Thailand 2025. Day 31. My last day in Bangkok

I have decided to break through the urban ceiling by devoting today Sunday to stroll in the equivalent to Golden Gate Park. Here it is formed by two parks adjacent to each other: Chatuchak Park and the new Queen Sirikit Park. The latter was rededicated a year ago, on the birthday of Her Majesty, as an environmental sustainability demonstration park. I was there by 9:30 am, so I caught a good deal of the morning joggers and sport enthusiasts, which a couple of hours later were replaced by the bird watchers and the bicycle riders, and by early afternoon the young couples.

The parks are beautifully tended and have many contrasting mini-landscapes, including a couple of lakes, a meandering stream with peripheral islands, all sorts of flower beds, and a part dedicated to demonstrate irrigation and other agricultural practices.

An important feature of the park complex is a Center for Environmental Education, which in the lobby has a very interesting sets of displays about the environmental issues Bangkok is facing today. It was very interesting to me because these are the types of issues I cover in my Environmental Geology class, which meets for the first time in four days!

To start with, they acknowledge that Bangkok, with 10 million inhabitants, is short in green spaces, with an average of 5 m2 per inhabitant, when the desirable goal is 10 m2 per inhabitant. The municipal authorities are busy looking for land that can be bought and repurposed as parks, and for private partnerships to increase the number of trees and grassy spaces.
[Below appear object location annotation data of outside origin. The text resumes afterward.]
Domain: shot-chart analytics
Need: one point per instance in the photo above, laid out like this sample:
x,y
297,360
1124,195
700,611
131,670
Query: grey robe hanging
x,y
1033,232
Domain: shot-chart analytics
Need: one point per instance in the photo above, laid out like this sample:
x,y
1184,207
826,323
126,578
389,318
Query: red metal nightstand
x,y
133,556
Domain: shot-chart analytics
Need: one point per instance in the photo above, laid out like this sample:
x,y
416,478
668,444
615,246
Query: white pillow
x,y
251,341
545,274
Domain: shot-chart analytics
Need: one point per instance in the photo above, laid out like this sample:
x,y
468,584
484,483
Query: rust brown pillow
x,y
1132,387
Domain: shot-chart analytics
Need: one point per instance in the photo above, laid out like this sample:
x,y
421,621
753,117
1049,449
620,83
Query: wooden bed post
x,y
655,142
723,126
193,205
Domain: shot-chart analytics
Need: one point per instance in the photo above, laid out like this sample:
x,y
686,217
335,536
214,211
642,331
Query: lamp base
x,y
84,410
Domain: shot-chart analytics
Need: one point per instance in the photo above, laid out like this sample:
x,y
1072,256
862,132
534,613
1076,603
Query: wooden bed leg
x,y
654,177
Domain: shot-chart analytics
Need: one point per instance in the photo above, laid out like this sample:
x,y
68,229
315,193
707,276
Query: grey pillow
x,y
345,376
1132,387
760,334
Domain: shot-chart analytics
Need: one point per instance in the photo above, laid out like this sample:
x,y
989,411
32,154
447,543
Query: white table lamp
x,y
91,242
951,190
Being by the banks of a river, Bangkok has been flooded several times (five times in the last 20 years). The flood of 2011 was particularly severe and affected about 50% of the surface area of the city. The problem is that Bangkok is a coastal city, with gentle slopes that do not promote efficient surface drainage. They are also struggling with issues of subsidence because of the rapid growth of the city and groundwater extraction.
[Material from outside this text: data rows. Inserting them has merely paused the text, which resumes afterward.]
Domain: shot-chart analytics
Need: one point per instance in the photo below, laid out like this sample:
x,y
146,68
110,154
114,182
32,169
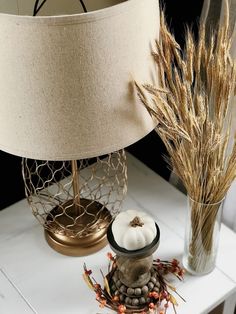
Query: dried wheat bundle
x,y
193,107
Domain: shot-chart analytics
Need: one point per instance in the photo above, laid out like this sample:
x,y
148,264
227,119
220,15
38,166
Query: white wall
x,y
53,7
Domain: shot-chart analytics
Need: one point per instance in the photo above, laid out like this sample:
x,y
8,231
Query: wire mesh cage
x,y
75,201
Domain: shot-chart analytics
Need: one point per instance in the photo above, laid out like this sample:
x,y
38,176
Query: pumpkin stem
x,y
136,222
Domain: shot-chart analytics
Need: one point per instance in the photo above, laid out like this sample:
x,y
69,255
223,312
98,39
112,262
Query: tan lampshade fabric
x,y
66,88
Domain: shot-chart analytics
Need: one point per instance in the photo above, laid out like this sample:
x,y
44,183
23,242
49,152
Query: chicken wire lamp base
x,y
75,201
62,241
Water supply is another big issue, and they are actively pursuing water conservation programs and water recycling technologies. According to the panel, wastewater is being generated at the rate of nearly 200 liters per day per person, which puts water consumption at slightly more than that. That is a high rate taking in consideration the fact that public water use for parks is likley to be low.

Municipal solid waste is another big issue, with plastic waste being generated in huge amounts every day. They are trying to promote reduce, reuse, and recycle, as well as diverting some of the waste to waste-to-energy power plants (but landfill is still the main tool used to manage solid waste).

Energy generation is still dominated by oil-fueled plants, although the country has considerable hydroelectric resources. Transportation is still based on diesel and gasoline, although from time to time you see a Chinese electric vehicle. Air pollution issues can be significant. Traffic jams take away an hour per person every day. The metro system is somehow limited and not very cheap, with charges varying depending on the distance traveled.

Somehow depressed by the challenges that a big city faces (but inspired to get my class going in just a few days), I took another long walk through the park before coming back to my hotel to prepare for a day of travel tomorrow. I am departing at 12:30 pm from BKK to Hong Kong (a 3 hours flight), a 3 hour layover, and then a 13 hour flight from Hong Kong to SFO.